Als jemand, der hin und wieder eine Zeitung aufschlägt, der ab und zu auch hört, was im Radio und auf der Welt so läuft und als jemand, der sogar manchmal mitbekommt, was zeitgenössische Philosophen und Intellektuelle denken, sagen und schreiben, muss ich vielleicht zugeben, dass manche gesellschaftspolitischen Tendenzen bisweilen von mir nicht gänzlich unbemerkt geblieben sind. Es ist mir nicht entgangen, dass Schauspieler, die zweimal gewagt haben, für Meinungsfreiheit und wissenschaftlichen Diskurs aufzustehen, zweimal der Unterstützung eines „gefährlichen Narrativs“ bezichtigt worden sind. Es fällt nicht nur mir auf, dass eine ernsthafte linke Opposition von nur einem einzigen saarländischen Ehepaar geführt wird. Nicht nur ich musste feststellen, dass es tatsächlich ein fragwürdiges Verhalten der Polizei bei Demonstrationen der Corona-Opposition in Berlin gab und beim Personalausweis ist der Fingerabdruck jetzt Pflicht.

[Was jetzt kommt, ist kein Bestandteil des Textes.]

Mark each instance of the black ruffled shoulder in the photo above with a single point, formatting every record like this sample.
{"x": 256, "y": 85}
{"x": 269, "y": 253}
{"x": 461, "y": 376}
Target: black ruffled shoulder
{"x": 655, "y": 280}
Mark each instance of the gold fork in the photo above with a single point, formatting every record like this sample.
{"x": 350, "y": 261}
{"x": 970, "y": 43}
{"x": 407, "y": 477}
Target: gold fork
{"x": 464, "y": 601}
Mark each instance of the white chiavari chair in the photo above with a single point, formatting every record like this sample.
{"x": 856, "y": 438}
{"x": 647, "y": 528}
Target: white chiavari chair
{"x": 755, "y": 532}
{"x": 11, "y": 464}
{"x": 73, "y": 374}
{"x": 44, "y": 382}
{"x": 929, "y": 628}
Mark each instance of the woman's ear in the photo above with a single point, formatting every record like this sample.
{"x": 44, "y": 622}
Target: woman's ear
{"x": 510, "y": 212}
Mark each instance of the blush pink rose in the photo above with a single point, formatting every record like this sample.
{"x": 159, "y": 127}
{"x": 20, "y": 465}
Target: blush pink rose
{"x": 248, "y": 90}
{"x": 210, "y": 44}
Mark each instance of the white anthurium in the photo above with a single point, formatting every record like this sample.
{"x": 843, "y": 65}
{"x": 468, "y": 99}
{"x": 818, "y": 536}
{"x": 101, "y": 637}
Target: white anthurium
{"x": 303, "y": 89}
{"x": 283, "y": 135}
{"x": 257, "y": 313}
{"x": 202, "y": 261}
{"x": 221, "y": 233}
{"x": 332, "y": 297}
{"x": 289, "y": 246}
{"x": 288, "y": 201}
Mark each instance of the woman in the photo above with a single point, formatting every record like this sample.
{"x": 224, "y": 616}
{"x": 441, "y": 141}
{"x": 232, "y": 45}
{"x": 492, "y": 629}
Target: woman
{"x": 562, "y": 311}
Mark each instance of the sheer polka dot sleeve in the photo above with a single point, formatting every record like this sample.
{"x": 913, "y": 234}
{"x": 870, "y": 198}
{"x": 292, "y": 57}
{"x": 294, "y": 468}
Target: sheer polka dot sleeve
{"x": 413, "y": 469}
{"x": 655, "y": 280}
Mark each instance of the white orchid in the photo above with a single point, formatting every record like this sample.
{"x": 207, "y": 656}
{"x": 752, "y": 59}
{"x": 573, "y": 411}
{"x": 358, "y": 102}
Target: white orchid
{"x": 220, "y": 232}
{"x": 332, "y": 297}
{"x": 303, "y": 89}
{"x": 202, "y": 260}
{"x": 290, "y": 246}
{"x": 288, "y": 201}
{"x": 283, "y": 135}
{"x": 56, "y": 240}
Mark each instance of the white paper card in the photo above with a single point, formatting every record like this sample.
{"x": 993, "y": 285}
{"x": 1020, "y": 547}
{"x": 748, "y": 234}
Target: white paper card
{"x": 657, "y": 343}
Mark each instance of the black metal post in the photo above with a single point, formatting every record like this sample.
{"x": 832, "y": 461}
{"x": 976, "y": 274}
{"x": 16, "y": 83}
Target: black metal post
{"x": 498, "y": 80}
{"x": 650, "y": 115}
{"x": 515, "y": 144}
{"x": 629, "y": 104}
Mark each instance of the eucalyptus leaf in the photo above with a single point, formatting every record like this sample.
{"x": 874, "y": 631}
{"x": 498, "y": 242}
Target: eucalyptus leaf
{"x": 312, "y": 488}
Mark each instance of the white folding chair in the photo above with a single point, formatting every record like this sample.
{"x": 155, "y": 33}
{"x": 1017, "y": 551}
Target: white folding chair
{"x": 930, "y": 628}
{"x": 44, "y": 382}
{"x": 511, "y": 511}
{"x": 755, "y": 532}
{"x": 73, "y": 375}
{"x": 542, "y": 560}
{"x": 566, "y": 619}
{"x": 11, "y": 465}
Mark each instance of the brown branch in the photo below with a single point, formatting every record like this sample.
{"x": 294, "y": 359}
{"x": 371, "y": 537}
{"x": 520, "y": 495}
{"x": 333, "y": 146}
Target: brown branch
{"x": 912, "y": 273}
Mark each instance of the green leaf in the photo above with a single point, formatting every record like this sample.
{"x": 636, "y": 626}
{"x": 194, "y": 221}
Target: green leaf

Das sind für machen Liberalen sicherlich beunruhigende Tendenzen. Aber jetzt schon die Hysterie zu bekommen, wäre unangebracht. Denn es sind – Gott sei Dank – keine dauerhaften Zustände, es sind auch keine großen Umwälzungen, sondern einzelne Entwicklungen, die auch nicht erst seit der Pandemie vergeblich versuchen, mein Vertrauen und meine Hoffnung in eine demokratische und freie Gesellschaft zu schwächen. Ich möchte auch jene ermutigen, die mittlerweile der Ansicht sind, wir lebten bereits in einer Diktatur, Gelassenheit walten zu lassen und konstruktiv am Ausbau des offenen Diskurses mitzuarbeiten. (Im Übrigen halte ich auch den „DDR-Obrigkeitsstaat“ für eine zynische Übertreibung.) Aber gerade die Tatsache, dass solche Denkhaltungen über die letzten eineinhalb Jahre durchaus entstanden sind, sollte uns eigentlich ermahnen, dass wir zwar weiterhin Vertrauen haben dürfen in eine gesunde Demokratie, aber dennoch die Augen nicht naiv vor dem verschließen sollten, was sie bedroht. Es darf und es sollte uns wundern, wenn ein Satz wie jener Obenstehende in einer wichtigen Zeitung steht. Denn die Gefahr besteht, dass Generationen kommen werden, die nicht mehr das Gefühl haben, es sei legitim, seine Stimme gegen etwas zu erheben, mit dem man nicht einverstanden ist. Es besteht die Gefahr, dass künftige Generationen kein Widerstandsrecht gegen das System mehr voraussetzen. Und dass das ohne Zweifel das Ende der Demokratie selbst wäre, muss man hoffentlich nur noch einem erklären.